Thanks, Carmen—I appreciate you sharing this. You're right about these transport schemes often serving as a smokescreen for failing local s/n efforts. Instead of real solutions, we get a "slow kill" shuffle that burdens other communities already struggling with overcapacity. The Arizona case is yet another example of why we need meaningful, preventative action—not more shell games. Thanks for keeping the spotlight on this issue!
This article addresses CRUCIAL solutions. If alleged Best Friends CEO Julie Castle's comment is accurate "we haven't figured out how to monetize spay neuter", with other evidence, strongly documents the ideological core of Maddies Fund, Best Friends permeating Cal Animals HASS and associated "consortium" that essentially abandons spay/neuter as core of "No Kill" was a deliberate overpopulation/shelter crisis strategy to monetize services for "the community as the shelter".
While introducing exponentially profitable proprietary databases (No Kill 2025 Best Friends Shelter Pet Data Alliance) control of national domestic animal welfare narrative.
This article is 1000% correct, allocating funds without strong administrative oversight only attracts grifters as evidenced by the vanishing/misallocated 50million allocation to UCDavis Koret that was utilized primarily to market an ideology thru Maddies Fund, Best Friends---promoting and perpetuating the overpopulation catastrophe. Most of those funds should be "clawed back" as illegitimately obtained.

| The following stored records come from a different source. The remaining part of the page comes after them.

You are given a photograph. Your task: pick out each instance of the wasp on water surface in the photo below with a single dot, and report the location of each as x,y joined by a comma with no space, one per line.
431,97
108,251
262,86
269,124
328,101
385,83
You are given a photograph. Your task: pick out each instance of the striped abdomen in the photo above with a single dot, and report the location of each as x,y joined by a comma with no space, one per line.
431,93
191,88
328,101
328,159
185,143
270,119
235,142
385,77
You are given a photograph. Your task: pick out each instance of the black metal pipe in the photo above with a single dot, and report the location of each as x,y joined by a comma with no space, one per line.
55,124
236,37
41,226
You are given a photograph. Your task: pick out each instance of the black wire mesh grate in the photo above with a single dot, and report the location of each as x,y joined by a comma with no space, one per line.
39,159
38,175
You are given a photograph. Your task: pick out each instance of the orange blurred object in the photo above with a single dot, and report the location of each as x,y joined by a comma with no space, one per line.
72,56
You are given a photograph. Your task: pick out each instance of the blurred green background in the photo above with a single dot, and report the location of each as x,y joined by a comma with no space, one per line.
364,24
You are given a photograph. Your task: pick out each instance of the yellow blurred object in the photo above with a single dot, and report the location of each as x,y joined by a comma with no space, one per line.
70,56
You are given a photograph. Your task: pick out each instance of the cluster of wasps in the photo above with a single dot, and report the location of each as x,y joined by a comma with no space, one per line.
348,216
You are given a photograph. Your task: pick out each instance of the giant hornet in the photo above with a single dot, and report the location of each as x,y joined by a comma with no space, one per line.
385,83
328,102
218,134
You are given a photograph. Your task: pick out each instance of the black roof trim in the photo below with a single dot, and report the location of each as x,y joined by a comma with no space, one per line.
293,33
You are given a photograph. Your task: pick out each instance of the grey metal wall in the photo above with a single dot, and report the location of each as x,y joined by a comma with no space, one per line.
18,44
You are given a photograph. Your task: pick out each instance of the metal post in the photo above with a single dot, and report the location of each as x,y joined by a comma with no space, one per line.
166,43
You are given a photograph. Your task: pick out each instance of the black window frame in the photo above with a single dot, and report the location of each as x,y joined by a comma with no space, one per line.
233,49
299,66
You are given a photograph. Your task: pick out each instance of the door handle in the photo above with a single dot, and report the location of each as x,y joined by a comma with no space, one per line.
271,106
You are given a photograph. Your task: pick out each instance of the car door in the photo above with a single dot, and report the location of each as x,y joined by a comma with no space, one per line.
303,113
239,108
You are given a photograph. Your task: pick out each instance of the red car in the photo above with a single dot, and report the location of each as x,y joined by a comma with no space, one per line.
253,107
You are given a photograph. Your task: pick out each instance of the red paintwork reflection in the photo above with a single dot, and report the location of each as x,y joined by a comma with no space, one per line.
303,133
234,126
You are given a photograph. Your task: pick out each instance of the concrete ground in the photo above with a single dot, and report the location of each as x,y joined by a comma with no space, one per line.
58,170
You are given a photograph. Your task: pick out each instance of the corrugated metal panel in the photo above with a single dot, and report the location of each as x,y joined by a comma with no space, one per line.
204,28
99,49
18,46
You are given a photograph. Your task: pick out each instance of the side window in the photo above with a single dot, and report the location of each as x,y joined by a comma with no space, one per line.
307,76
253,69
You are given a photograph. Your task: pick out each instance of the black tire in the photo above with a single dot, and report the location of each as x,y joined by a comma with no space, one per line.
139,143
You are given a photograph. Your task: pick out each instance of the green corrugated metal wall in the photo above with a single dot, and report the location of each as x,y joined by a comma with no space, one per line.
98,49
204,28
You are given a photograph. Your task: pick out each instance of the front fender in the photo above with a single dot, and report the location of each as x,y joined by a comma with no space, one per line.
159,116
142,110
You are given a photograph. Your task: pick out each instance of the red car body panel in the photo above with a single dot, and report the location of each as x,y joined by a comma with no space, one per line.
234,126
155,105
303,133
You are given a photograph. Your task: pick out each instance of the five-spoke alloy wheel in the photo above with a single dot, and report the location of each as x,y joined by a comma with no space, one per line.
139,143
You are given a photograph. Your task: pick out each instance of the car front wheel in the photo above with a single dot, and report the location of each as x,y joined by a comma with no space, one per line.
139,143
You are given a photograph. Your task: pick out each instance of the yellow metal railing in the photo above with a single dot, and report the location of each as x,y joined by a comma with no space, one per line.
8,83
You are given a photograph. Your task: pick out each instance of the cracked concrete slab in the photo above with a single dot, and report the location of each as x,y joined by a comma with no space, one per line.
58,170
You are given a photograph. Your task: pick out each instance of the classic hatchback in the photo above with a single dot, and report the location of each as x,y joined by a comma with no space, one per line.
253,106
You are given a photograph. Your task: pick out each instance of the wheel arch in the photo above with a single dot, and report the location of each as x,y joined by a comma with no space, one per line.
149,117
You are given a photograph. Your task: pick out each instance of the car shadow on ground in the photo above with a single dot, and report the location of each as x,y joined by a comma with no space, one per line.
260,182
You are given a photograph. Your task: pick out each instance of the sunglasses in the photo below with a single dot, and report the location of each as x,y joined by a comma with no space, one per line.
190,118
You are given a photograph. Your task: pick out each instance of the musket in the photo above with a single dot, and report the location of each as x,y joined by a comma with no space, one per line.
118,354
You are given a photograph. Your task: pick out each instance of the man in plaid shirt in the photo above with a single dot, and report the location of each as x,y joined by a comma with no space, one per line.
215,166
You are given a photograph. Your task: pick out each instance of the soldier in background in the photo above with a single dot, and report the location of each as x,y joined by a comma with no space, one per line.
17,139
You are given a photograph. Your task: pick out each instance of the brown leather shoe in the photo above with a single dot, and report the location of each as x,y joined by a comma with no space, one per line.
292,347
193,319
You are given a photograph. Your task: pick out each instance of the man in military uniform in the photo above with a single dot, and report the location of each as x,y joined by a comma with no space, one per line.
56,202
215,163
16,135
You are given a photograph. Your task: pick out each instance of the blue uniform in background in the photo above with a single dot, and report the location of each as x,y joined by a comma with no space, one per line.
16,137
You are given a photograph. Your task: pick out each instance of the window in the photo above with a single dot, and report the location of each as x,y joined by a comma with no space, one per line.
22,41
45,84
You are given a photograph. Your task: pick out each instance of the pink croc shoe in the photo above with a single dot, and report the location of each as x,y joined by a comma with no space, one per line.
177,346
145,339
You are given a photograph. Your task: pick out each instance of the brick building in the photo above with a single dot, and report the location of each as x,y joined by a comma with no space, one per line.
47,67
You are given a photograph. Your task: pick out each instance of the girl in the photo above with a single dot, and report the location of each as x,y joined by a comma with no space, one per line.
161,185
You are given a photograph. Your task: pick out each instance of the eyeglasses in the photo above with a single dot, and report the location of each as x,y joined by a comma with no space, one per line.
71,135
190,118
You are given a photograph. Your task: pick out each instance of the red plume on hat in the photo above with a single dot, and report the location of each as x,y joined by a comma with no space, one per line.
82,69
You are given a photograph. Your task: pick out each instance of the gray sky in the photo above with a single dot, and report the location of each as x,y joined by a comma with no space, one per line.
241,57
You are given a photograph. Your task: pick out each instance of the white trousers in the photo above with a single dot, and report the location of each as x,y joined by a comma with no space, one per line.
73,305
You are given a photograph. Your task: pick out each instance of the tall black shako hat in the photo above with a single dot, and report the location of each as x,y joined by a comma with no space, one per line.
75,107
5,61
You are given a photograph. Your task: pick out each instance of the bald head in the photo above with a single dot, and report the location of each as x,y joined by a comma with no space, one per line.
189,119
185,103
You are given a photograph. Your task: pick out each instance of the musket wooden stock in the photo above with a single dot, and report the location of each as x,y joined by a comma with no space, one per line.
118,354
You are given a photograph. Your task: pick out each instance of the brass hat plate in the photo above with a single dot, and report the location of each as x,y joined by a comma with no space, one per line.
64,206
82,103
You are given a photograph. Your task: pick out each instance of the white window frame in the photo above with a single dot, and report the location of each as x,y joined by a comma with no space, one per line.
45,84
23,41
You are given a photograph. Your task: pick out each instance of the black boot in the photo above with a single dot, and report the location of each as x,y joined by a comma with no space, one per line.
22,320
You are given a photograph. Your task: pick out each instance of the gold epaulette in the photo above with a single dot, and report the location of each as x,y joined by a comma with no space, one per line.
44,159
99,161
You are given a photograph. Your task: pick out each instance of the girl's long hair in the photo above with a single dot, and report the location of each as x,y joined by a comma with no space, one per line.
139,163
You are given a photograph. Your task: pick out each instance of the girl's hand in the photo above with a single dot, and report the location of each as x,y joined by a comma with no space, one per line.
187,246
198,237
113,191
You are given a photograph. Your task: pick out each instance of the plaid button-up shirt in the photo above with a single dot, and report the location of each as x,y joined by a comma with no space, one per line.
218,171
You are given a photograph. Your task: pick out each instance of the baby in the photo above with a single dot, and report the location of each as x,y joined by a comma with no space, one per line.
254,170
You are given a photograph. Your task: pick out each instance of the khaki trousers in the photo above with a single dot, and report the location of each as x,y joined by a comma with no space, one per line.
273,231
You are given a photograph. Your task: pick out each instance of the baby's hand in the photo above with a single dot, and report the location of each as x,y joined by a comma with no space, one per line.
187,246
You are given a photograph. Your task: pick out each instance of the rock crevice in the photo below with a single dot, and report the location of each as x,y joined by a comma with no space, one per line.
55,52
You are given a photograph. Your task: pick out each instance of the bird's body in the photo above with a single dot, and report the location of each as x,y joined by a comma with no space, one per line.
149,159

A big pot of money attracts the self-promoters/grifters without administration and strong oversight and there are many examples as with San Bernardino, Ca 8 million allocated for dog park and spay/neuter that never materialized according to video of city council speaker's confirmed comment "where did the money go?". Animal welfare's critically needed spay/neuter programs are no exception. It's a choice: is accessible volume spay neuter with strong administrative oversight a priority with commercial breeding restrictions or submitting to third world stray population conditions (as Best Friends/Maddies Fund/ Outcomes Consulting advocates) mass euthanizing of domestic animal overpopulation and associated inhumane conditions depleting taxpayer and donor funds.

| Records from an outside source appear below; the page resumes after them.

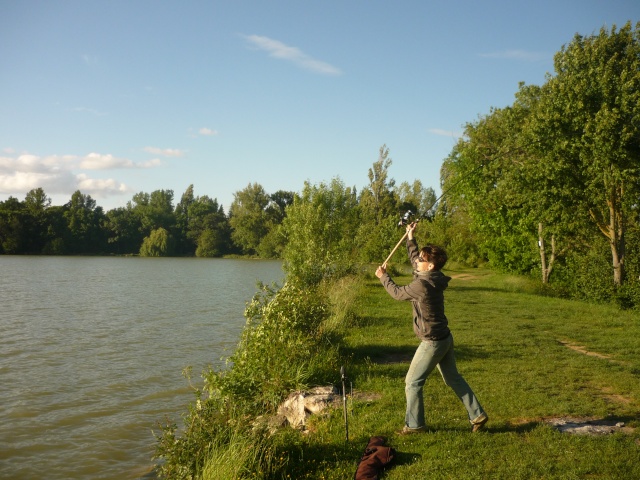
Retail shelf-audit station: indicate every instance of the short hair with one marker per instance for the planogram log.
(434, 254)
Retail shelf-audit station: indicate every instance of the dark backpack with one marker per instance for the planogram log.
(375, 457)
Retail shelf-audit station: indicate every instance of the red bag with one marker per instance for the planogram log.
(375, 457)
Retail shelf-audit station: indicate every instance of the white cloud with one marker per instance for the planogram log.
(517, 55)
(89, 60)
(96, 161)
(92, 111)
(63, 174)
(444, 133)
(277, 49)
(207, 132)
(100, 187)
(165, 152)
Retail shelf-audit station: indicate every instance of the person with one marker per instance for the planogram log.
(426, 293)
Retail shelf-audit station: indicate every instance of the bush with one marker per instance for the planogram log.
(284, 346)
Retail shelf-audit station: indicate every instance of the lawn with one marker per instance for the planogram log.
(529, 359)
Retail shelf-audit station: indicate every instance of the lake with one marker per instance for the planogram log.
(92, 351)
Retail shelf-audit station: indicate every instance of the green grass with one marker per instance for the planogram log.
(513, 347)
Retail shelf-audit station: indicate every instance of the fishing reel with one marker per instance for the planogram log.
(407, 218)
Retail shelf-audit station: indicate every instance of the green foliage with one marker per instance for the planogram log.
(248, 217)
(158, 244)
(285, 346)
(320, 229)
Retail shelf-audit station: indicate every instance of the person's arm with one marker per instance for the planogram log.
(412, 246)
(396, 291)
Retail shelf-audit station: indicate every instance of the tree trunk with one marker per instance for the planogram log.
(546, 269)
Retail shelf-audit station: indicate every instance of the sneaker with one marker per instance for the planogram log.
(479, 423)
(410, 431)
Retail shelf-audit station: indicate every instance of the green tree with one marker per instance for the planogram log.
(208, 227)
(320, 229)
(587, 125)
(273, 243)
(158, 244)
(12, 232)
(84, 220)
(185, 244)
(124, 230)
(379, 212)
(248, 217)
(155, 210)
(36, 203)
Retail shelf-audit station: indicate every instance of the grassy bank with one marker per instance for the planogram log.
(528, 358)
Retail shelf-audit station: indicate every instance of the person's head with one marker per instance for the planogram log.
(432, 257)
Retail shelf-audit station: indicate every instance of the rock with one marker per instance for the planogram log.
(299, 406)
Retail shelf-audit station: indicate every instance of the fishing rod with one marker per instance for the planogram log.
(408, 216)
(343, 375)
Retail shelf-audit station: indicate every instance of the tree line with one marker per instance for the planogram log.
(152, 225)
(548, 186)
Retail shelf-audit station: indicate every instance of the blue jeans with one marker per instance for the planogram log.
(432, 353)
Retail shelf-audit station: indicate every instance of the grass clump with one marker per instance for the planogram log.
(284, 347)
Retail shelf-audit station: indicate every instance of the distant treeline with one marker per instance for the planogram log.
(548, 186)
(151, 224)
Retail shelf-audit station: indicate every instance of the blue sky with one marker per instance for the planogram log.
(117, 97)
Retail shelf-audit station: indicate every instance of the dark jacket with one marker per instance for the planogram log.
(426, 293)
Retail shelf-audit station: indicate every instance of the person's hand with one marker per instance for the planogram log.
(410, 228)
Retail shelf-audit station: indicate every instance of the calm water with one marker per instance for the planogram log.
(92, 350)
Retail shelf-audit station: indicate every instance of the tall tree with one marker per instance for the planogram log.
(84, 220)
(320, 227)
(248, 217)
(208, 227)
(184, 244)
(588, 124)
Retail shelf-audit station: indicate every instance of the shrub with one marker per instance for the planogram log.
(284, 346)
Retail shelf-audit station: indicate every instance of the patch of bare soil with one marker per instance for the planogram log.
(587, 426)
(465, 276)
(583, 350)
(394, 358)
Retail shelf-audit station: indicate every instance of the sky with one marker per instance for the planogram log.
(114, 97)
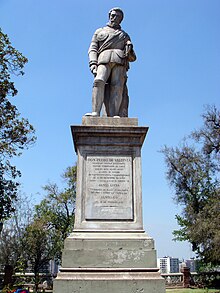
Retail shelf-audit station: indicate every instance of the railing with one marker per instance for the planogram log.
(187, 279)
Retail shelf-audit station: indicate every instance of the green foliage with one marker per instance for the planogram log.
(57, 210)
(16, 133)
(37, 247)
(193, 172)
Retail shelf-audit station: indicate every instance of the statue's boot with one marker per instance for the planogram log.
(98, 96)
(115, 100)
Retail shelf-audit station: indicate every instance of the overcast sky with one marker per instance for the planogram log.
(177, 72)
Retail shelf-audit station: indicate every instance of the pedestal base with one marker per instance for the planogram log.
(109, 281)
(109, 252)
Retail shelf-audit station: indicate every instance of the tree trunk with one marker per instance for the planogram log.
(8, 275)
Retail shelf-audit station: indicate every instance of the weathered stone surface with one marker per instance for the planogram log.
(109, 185)
(109, 195)
(110, 280)
(109, 121)
(108, 250)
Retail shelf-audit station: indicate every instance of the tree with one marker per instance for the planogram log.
(38, 247)
(193, 172)
(57, 210)
(11, 240)
(16, 133)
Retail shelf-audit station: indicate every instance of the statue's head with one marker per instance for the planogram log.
(116, 16)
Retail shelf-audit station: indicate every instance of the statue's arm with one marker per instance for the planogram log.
(129, 51)
(93, 53)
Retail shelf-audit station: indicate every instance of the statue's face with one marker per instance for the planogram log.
(115, 18)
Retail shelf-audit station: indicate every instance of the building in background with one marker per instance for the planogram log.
(168, 264)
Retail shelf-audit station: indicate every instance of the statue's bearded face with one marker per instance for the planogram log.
(115, 18)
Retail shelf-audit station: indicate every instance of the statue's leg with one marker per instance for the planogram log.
(98, 92)
(116, 89)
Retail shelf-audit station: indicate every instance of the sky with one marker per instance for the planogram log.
(176, 74)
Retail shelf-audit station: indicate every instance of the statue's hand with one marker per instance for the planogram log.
(93, 69)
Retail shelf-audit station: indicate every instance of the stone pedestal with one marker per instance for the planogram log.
(109, 249)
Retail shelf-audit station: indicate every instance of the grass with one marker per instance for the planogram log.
(192, 291)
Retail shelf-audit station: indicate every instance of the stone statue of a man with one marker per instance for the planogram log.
(110, 52)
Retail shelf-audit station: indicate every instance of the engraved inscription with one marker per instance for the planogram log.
(109, 188)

Carmen, thank you for your thoughtful and passionate comments. Your insights into the challenges facing s/n initiatives are invaluable, particularly your critique of how some organizations prioritize ideology over effective solutions. The need for strong administrative oversight to ensure funds are used effectively is a critical point, as evidenced by past mismanagement cases.
Your mention of the importance of prioritizing accessible high-volume spay-neuter services with strong oversight is well-taken. It highlights the choice between investing in humane, preventative measures and risking a continued crisis of overpopulation and euthanasia.
Thank you again for your engagement and for advocating for a more responsible approach to animal welfare.
This is spot on and we have a network of advocates here in GA. trying to ban together. It is quite disheartening to see how hard it is to get veterinarians and local officials to support the efforts.